Tau-Eval is a user-friendly, modular, and customizable Python library designed to benchmark and evaluate text anonymization algorithms. It enables granular analysis of anonymization impacts from both privacy and utility perspectives. Tau-Eval seamlessly integrates with LiteLLM and 🤗 Hugging Face to support a wide range of datasets, models, and evaluation metrics.

GNU-GPLv3 v0.1.0 Python 3.10+ Tutorials Docs - GitHub.io

Installation

From PyPI

Install Tau-Eval via pip:

pip install tau-eval

From source

To install from source:

  1. Clone this repository on your own path:
git clone https://github.com/gabrielloiseau/tau-eval.git
cd tau-eval
  1. Create an environment with your own preferred package manager. We used python 3.10 and dependencies listed in pyproject.toml.
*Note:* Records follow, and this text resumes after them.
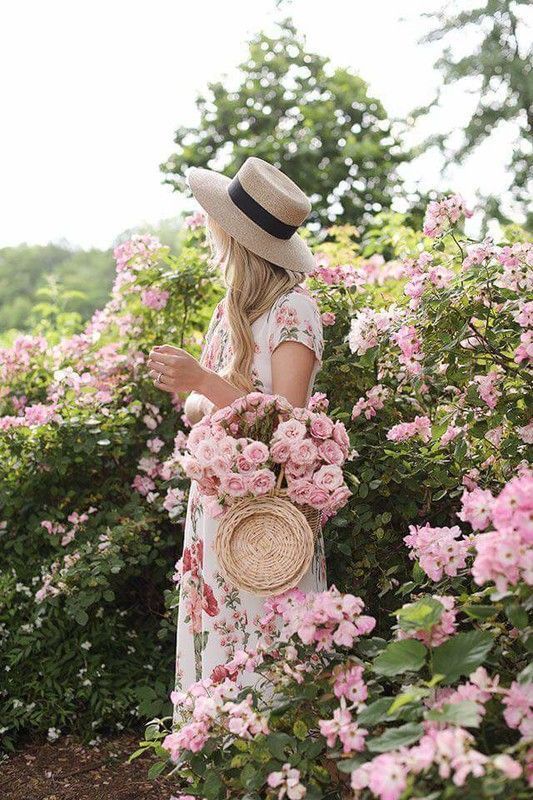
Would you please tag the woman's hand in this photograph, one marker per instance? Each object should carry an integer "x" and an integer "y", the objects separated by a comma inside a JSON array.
[
  {"x": 177, "y": 370},
  {"x": 197, "y": 406}
]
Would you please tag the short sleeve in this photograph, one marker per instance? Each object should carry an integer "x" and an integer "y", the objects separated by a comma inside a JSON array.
[
  {"x": 212, "y": 345},
  {"x": 295, "y": 317}
]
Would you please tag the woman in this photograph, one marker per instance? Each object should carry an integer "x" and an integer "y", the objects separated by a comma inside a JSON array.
[{"x": 266, "y": 335}]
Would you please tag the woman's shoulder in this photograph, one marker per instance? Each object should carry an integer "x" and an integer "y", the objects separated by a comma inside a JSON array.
[{"x": 300, "y": 300}]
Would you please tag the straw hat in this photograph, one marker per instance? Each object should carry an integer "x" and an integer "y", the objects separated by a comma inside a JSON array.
[{"x": 260, "y": 207}]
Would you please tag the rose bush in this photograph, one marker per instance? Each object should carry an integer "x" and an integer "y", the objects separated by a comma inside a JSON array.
[
  {"x": 89, "y": 511},
  {"x": 427, "y": 363}
]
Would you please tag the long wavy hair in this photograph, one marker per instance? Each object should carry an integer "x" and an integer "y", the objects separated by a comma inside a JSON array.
[{"x": 253, "y": 284}]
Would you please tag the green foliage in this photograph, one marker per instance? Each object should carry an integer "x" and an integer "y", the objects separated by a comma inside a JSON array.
[
  {"x": 86, "y": 275},
  {"x": 320, "y": 125},
  {"x": 95, "y": 651},
  {"x": 498, "y": 61}
]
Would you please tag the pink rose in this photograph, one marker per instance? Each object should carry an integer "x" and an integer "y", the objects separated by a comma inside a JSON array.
[
  {"x": 244, "y": 464},
  {"x": 318, "y": 498},
  {"x": 262, "y": 481},
  {"x": 191, "y": 467},
  {"x": 294, "y": 470},
  {"x": 209, "y": 485},
  {"x": 328, "y": 318},
  {"x": 304, "y": 452},
  {"x": 291, "y": 430},
  {"x": 341, "y": 437},
  {"x": 234, "y": 484},
  {"x": 206, "y": 452},
  {"x": 212, "y": 507},
  {"x": 331, "y": 452},
  {"x": 279, "y": 451},
  {"x": 321, "y": 427},
  {"x": 328, "y": 477},
  {"x": 298, "y": 490},
  {"x": 227, "y": 447},
  {"x": 222, "y": 414},
  {"x": 256, "y": 452}
]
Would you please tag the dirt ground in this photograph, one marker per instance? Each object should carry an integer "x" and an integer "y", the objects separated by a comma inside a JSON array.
[{"x": 67, "y": 770}]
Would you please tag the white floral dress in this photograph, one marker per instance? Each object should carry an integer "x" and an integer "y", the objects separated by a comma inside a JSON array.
[{"x": 216, "y": 619}]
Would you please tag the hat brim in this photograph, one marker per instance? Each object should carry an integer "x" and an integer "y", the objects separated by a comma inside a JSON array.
[{"x": 210, "y": 188}]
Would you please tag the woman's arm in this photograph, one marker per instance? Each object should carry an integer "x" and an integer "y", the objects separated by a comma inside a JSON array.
[
  {"x": 292, "y": 366},
  {"x": 181, "y": 372},
  {"x": 197, "y": 406}
]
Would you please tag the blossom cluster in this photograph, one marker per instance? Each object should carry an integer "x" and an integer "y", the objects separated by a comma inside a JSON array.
[
  {"x": 408, "y": 340},
  {"x": 502, "y": 556},
  {"x": 424, "y": 274},
  {"x": 212, "y": 708},
  {"x": 517, "y": 261},
  {"x": 325, "y": 619},
  {"x": 442, "y": 214},
  {"x": 441, "y": 630},
  {"x": 373, "y": 271},
  {"x": 439, "y": 551},
  {"x": 248, "y": 448},
  {"x": 369, "y": 326},
  {"x": 371, "y": 403},
  {"x": 420, "y": 426},
  {"x": 449, "y": 750},
  {"x": 136, "y": 253}
]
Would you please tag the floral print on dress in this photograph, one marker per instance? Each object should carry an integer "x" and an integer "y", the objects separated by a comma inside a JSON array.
[
  {"x": 295, "y": 317},
  {"x": 215, "y": 619}
]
If you use conda, you can just run the following commands from the root of the project:
conda create --name taueval python=3.10        # create the environment
conda activate taueval                         # activate the environment
pip install -e .                               # install the required packages

Quickstart

Tau-Eval is designed for flexibility. With just a few lines of code, you can set up and run evaluations.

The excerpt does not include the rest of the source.